Will send you another one this Friday which will arrive Saturday morning. It may be what you call a “round steak,” which is a little tougher and a little thinner than the other one, but buried in the freezer in the bulk storage department with a lot of other stuff belonging to other people. But we have been eating these other steaks and love them. After all, they are from the same animal, just a little further down the leg.
Hope you finish up well there this year—I really hope it sincerely.

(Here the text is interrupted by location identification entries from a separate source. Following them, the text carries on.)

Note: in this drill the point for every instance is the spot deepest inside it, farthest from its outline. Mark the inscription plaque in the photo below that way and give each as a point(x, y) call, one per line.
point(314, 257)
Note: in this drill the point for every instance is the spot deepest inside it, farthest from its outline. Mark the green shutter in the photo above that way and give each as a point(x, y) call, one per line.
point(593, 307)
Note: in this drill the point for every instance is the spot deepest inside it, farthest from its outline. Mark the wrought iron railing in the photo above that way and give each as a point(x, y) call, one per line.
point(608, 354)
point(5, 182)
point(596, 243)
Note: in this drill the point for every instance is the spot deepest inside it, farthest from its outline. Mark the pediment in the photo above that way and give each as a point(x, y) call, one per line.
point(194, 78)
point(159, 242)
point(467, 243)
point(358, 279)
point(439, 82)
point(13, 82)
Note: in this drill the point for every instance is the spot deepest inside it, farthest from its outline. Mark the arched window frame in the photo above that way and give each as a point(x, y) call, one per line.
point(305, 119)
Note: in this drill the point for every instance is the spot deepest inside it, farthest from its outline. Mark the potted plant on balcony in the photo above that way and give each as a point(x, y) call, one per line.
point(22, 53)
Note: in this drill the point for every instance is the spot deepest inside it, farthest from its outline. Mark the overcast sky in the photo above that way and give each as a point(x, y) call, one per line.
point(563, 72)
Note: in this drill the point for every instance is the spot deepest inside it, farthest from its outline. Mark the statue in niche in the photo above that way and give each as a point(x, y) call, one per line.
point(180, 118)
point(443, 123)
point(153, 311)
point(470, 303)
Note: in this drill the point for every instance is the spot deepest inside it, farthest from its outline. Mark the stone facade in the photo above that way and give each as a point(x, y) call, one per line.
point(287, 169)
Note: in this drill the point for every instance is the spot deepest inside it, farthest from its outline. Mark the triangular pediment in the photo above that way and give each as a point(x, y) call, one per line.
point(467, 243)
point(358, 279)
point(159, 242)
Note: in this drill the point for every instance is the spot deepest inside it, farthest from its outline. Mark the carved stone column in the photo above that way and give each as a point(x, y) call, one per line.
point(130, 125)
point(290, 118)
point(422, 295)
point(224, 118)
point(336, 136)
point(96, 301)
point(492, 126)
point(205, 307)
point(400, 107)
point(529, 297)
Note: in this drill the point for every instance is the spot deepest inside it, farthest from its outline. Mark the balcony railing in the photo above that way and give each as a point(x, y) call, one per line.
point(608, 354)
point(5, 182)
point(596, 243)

I forgot, please promise me you’ll cook this next steak outside somewhere.
See you soon.
Love,
Pops
To me it sounded fatherly and funny, but my father got a pained look on his face. Throw that out, he told me; he didn’t want to think about the “old man.” I fished out another letter in beautiful penmanship that looked more cheery and read it to him:
Dear Mrs. Gaston:
Here’s how Billy revealed real greatness. In his first lesson he was shown the correct way to hit a forehand. Then he never even touched the ball in 100 attempts to hit it. Yet he kept on swinging correctly. Undaunted by 100 failures, not even perturbed, he kept on swinging correctly. Knowing he was on the right track, I showed him how to hit a backhand. He missed fifty times before he hit one. 150 unsuccessful though correct swings yet he never lost his poise, determination or courage. Knowing some of his other characteristics, it’s small wonder then that I confidently predict he’ll be President say about 1981, and hereby put that prediction in writing on November 30, 1937.
Sincerely,
Alexander Bannart
The Pinchots kept on swinging. But he couldn’t. He had reached his limit of sorting and discarding, so he pulled himself to the ground. “Do what you want with it,” he said. “I’m going for my siesta.” The Moroccan told me that she had stopped my father from throwing everything out several years before. Together they had filled the green garbage bags, and when he moved back to the Mill, they’d stuffed the bags in the eave. That night, I transferred the contents into two small boxes. Someday I would have the courage to face it.